For point-in-time financial datasets, also set:

  • period_column
  • point_in_time: true

Example:

asset_column: ts_code
time_column: f_ann_date
period_column: end_date
point_in_time: true

Keys

Use primary_key when records should be unique by a specific set of columns.

Use business_key when records may have revisions or multiple valid versions, but still share a logical business identity.

Do not assume asset_id + time is always unique.

Request Planner

Initial planners:

  • snapshot: one request for the dataset or date range.
  • by_asset: one request per asset when assets are supplied.

Future planners may include by_trade_date, by_period, by_date_range, paged, or custom registered planners.

Normalizer

standard maps configured fields and derives canonical columns:

  • asset_id
  • time
  • period when configured
  • source
  • source_dataset

Use a custom normalizer only when a source response needs specialized parsing.

Deduplication

Initial strategies:

  • none
  • exact_record_hash
  • primary_key_last

Choose primary_key_last for daily market data where the latest record should replace the old row for the same key.

Choose exact_record_hash for financial records where multiple versions can be valid and only exact duplicates should be dropped.

Partition Strategy

Initial strategies:

  • single_file: reference or small datasets.
  • year_month: dense market time series.
  • year_bucket: financial statements and sparse event records.

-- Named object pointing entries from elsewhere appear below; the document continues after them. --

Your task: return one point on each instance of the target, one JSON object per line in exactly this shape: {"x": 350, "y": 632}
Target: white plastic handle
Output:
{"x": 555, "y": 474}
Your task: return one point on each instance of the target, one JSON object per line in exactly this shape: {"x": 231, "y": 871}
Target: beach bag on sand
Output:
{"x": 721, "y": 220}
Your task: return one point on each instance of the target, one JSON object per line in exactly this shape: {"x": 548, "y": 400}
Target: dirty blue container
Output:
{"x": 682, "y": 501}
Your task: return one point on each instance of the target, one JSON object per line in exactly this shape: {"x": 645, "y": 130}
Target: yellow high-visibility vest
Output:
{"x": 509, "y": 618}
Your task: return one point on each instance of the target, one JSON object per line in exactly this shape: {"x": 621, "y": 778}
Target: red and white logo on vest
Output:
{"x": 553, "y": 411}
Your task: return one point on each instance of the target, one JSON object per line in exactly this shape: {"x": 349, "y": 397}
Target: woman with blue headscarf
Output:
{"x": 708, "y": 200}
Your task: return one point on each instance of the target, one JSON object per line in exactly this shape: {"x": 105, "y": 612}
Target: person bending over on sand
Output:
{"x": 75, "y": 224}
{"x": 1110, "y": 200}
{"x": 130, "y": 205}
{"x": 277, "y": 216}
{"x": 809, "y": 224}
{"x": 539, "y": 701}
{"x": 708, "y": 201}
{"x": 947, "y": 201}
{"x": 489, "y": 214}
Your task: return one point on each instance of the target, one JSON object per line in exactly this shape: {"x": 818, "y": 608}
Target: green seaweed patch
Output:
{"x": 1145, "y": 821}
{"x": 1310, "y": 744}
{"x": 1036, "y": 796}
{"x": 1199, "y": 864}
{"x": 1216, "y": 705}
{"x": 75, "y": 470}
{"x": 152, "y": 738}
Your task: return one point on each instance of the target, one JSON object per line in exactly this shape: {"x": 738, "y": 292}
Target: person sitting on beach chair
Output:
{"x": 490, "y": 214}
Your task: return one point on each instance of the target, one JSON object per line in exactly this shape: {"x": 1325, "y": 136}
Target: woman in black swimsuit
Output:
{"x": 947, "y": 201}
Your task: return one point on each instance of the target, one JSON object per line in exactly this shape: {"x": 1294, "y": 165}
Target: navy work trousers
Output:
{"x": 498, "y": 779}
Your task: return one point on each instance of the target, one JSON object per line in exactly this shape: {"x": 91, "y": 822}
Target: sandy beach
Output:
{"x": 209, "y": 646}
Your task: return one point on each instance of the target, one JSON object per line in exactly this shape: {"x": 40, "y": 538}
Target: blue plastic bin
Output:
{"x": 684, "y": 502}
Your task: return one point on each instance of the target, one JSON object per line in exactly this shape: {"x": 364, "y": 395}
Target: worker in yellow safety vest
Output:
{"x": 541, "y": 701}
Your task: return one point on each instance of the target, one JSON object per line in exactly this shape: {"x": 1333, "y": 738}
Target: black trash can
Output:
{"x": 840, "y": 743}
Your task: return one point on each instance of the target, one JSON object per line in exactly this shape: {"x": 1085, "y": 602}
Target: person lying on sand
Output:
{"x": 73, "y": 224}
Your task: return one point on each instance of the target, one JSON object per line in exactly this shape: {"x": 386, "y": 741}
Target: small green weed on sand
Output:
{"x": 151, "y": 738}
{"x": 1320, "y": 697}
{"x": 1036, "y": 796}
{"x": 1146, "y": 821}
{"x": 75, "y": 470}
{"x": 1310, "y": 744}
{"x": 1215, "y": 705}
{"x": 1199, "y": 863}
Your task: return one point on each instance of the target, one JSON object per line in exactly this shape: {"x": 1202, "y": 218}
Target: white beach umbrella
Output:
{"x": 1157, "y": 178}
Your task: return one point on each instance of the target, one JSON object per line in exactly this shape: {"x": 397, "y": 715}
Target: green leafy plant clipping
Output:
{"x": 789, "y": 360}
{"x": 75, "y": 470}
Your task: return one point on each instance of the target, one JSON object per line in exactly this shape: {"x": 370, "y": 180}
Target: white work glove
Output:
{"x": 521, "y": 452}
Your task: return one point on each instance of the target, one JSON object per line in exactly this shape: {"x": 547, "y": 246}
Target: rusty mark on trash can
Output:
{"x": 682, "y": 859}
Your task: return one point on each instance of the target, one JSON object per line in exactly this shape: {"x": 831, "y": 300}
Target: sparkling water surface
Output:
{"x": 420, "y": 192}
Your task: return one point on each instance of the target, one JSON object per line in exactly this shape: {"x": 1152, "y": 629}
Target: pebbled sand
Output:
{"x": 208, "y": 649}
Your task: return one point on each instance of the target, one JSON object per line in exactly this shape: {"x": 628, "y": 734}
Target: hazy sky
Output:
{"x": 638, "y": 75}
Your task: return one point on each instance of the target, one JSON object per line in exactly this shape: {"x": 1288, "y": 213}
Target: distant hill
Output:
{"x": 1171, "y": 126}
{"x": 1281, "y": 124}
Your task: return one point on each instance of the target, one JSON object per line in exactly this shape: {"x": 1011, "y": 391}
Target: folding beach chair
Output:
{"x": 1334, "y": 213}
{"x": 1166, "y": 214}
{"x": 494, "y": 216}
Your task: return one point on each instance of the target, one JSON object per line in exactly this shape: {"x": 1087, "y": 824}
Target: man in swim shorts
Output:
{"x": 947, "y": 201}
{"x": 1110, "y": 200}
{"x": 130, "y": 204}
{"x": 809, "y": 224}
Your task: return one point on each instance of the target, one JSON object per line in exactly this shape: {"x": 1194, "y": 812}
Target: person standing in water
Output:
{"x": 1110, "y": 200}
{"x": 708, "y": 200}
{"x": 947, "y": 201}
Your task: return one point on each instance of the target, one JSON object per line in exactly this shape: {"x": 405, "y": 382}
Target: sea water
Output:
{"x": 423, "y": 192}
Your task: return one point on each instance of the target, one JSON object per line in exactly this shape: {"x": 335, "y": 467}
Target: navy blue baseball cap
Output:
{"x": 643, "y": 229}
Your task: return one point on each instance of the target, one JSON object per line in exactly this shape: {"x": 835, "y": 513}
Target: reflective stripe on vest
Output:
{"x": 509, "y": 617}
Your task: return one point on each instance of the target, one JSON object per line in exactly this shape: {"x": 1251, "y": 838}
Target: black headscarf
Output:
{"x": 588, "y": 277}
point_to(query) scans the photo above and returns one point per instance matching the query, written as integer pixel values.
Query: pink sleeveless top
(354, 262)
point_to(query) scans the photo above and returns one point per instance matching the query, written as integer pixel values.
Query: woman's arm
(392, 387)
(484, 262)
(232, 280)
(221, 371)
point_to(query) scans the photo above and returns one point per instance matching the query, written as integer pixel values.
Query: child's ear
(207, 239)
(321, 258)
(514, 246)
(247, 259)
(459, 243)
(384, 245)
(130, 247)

For year_bucket, configure bucket_count:

partition_strategy: year_bucket
partition_options:
  bucket_count: 32

Reference Datasets

Reference datasets set:

reference: true
partition_strategy: single_file

They are read with lake.query.reference(...) and are exempt from the single-value panel contract.

Validation Checklist

Before adding a dataset, confirm:

  • canonical asset_id and time can be derived for non-reference data
  • period is present for point-in-time financial data
  • required source columns are preserved
  • the partition strategy matches access patterns
  • deduplication does not discard meaningful revisions
  • sort order supports common scans